“Oh, Fitz, lad, I didn’t mean it that way. It’s just that-”
“I said, no harm done, Blade. Let it go.”
“Good enough, sir,” he replied.
I nodded, and looked at Burrich to find him regarding me strangely. When I turned to exchange a puzzled glance with Hands, I met the same startlement on his face. I could not guess the reason.
“Well, good night to you, Sergeant. Don’t chide your man with the pike. He did well to stop strangers at Buckkeep’s gate.”

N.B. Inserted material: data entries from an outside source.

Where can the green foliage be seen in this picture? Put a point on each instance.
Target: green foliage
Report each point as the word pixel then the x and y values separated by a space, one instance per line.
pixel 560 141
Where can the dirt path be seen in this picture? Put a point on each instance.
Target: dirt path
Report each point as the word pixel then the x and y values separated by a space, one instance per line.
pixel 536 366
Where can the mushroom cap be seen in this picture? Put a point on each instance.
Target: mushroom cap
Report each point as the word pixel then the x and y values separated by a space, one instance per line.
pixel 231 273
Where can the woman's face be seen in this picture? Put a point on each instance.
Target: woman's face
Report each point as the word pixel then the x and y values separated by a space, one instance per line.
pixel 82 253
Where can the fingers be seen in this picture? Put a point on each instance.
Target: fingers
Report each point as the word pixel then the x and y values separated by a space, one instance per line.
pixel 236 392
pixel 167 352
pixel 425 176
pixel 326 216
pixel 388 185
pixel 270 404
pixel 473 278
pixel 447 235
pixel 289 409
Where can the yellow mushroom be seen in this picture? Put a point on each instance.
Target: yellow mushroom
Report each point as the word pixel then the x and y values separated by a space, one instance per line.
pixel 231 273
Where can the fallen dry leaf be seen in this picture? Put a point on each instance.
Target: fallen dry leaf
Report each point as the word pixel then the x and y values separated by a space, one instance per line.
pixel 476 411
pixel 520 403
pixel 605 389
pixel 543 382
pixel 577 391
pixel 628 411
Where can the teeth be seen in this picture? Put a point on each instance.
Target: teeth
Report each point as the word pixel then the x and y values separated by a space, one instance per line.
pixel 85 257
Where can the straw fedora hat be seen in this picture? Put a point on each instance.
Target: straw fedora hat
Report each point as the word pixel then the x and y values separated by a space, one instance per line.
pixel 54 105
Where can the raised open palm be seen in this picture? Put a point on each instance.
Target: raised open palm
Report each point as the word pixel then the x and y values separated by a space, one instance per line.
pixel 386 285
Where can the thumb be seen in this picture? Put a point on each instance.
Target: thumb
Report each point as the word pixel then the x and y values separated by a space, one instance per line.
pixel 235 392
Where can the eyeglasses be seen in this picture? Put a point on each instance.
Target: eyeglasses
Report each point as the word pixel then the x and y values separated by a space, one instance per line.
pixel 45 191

“Yes, sir. Good night, sir.” Blade gave me a rusty salute and the great wooden gates swung wide before us as we entered the keep. Sooty lifted her head and some of the weariness fell from her. Behind me, Hands’s horse whinnied softly and Burrich’s snorted. Never before had the road from the keep wall to the stables seemed so long. As Hands dismounted, Burrich caught me by the sleeve and held me back. Hands greeted the drowsy stable boy who appeared to light our way.
“We’ve been some time in the Mountain Kingdom, Fitz,” Burrich cautioned me in a low voice. “Up there, no one cares what side of the sheets you were born on. But we’re home now. Here, Chivalry’s son is not a Prince, but a bastard.”
“I know that.” I was stung by his directness. “I’ve known it all my life. Lived it all my life.”
“You have,” he conceded. A strange look stole over his face, a smile half-incredulous and half-proud. “So why are you demanding reports of the sergeant, and giving out commendations as briskly as if you were Chivalry himself? I scarce believed it, how you spoke, and how those men came to heel. You didn’t even take notice of how they responded to you, you didn’t even realize you’d stepped up and taken command away from me.”